Celebrate Juneteenth at the Schweinfurth Art Center this Saturday June 18 with free admission all day. Quinn A. Hunter’s lecture will be rescheduled to a later date.
Two featured exhibits by Quinn. A Hunter, and Vanessa Johnson address issues of Black erasure and the spirituality of Harriet Tubman.
Hunter’s exhibit, “Here/Hear,” contains work from two recent series. In “I Hear You Now, I See You Then,” she presents chandeliers and rugs she wove by hand out of hair, referencing antebellum plantations that ignore their slave-owning past. In “Paradise: The Myth of a Liberal North,” she examines the destruction of two Black neighborhoods in Detroit that were destroyed to build a highway.

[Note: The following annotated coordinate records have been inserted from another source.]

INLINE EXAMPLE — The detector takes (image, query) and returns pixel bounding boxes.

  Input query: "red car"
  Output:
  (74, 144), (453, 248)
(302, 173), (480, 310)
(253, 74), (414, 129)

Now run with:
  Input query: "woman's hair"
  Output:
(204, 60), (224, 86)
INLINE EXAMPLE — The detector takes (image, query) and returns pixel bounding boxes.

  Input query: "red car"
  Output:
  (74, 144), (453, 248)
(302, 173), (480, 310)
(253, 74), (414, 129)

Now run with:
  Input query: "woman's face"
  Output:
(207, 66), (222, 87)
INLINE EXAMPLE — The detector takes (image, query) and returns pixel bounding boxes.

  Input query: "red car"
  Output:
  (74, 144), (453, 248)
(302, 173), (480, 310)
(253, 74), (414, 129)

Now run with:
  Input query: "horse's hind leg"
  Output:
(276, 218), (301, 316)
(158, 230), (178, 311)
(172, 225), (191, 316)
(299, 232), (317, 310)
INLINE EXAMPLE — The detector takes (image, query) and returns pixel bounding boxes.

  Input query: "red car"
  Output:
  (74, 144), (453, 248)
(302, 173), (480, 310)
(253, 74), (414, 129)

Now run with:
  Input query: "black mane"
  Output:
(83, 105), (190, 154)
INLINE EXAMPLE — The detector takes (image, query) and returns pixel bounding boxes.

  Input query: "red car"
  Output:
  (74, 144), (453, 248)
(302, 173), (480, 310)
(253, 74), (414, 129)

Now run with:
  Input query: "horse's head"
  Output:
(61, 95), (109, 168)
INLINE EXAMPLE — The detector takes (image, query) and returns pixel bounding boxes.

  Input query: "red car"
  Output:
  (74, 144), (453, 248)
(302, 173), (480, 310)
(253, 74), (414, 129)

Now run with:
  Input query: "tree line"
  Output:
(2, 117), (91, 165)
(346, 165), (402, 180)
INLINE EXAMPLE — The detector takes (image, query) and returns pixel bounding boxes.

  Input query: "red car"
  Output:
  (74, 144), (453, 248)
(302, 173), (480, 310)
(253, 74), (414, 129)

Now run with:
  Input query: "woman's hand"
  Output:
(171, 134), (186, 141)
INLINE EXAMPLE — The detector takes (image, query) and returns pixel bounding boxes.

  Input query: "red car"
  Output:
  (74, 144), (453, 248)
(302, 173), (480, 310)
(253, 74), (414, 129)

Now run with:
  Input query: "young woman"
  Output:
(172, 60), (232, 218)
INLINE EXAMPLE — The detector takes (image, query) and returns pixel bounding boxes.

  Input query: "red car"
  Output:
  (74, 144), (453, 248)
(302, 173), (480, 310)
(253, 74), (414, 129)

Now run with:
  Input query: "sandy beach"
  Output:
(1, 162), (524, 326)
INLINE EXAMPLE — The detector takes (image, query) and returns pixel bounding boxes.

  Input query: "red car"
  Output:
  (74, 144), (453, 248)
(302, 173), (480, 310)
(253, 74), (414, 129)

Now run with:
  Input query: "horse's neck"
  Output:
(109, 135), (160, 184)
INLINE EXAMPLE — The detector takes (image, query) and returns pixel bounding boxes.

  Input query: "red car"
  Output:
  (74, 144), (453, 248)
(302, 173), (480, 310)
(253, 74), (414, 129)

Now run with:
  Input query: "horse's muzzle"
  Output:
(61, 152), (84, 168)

Vanessa Johnson, a Syracuse artist, is featured in “In God’s Voice: A Celebration of the Spirituality of Harriet Tubman,” an exhibit that is located in the Schweinfurth and the Cayuga Museum of History & Art as part of the institutions’ Emerging Artist Project.
Her quilts and fiber artworks address Tubman’s spirituality and faith: her use of nature to guide her path as she freed enslaved people; her blackouts, in which she said God spoke to her; and her faith in the allies, both Black and white, who supported her rescues.